Le leadership mondial difficile à
maintenir.
Johnson engage officiellement, les
Etats-Unis dans le conflit du Vietnam. Mais le succès attendu ne vient pas .
les Etats-Unis s'enlisent. En 1967, on dénombre déjà 15 000 morts américains .
L'image des E-U champion de la liberté et de la paix est ternie. (Ils y ont
perdu plus de 50 000 hommes. Le conflit a fait plus de 300 000 blessés et à
coûté 150 milliards de $).
Les Etats-Unis redorent leur
blason en plaçant le premier homme sur la lune en juillet 1969.
Conclusion :
Dans les années 50, pendant l'un
des sommets de la guerre froide s'affrontent deux modèles qui mettent en avant
quelques principes communs : la démocratie, le fédéralisme. Cependant en
réalité c'est un véritable système totalitaire qui est en place sous l'autorité
de Staline. Le système politique américain peut être qualifié de démocratique
mais il n'est pas sans connaître quelques lacunes graves notamment dans le
domaine de l'égalité et de certaines libertés fondamentales pourtant chères aux
américains. A l'exception du patriotisme, les valeurs américaines et
soviétiques sont profondément différentes. L'individu et la religion sont loin
d'avoir la même place dans les deux sociétés.
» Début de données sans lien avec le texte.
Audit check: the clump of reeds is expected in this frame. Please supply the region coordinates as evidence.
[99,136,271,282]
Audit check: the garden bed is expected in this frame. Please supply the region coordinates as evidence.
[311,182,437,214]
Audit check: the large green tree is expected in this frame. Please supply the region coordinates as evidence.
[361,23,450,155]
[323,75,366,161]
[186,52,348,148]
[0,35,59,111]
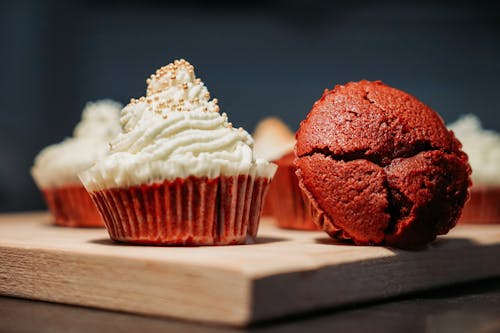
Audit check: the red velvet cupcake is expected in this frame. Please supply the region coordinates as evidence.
[31,100,121,227]
[295,81,471,248]
[254,117,319,230]
[80,60,276,245]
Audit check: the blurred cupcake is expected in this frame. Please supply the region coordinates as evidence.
[254,117,319,230]
[31,100,121,227]
[448,114,500,223]
[80,60,276,245]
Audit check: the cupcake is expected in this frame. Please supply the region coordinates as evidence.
[295,81,471,249]
[254,117,319,230]
[448,114,500,223]
[31,100,121,227]
[80,60,276,245]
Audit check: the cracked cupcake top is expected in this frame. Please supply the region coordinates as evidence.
[295,81,471,248]
[31,100,121,188]
[81,60,275,190]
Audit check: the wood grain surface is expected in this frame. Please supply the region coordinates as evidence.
[0,213,500,326]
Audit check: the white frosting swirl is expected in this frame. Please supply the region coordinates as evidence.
[448,114,500,186]
[80,60,276,191]
[31,100,121,188]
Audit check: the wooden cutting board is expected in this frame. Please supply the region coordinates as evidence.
[0,213,500,326]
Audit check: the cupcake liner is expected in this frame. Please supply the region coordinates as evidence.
[459,186,500,224]
[90,175,269,245]
[42,185,104,227]
[266,153,320,230]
Par la suite, si Khrouchtchev rompt avec le stalinisme, il n’abandonne pas les principes de la démocratie
populaire et du marxisme-léninisme. La contestation reste impossible. Ce n’est
pas le cas par contre aux EU. Dans les années 60, les présidents démocrates
développent l'intervention de l'Etat pour compenser avec difficulté certaines
limites du modèle. Cela n’empêche pas une certaine radicalisation de la
contestation. Dans ce contexte, troublés par les assassinats de JFK, MLK et RK,
certains américains doutent de leur modèle.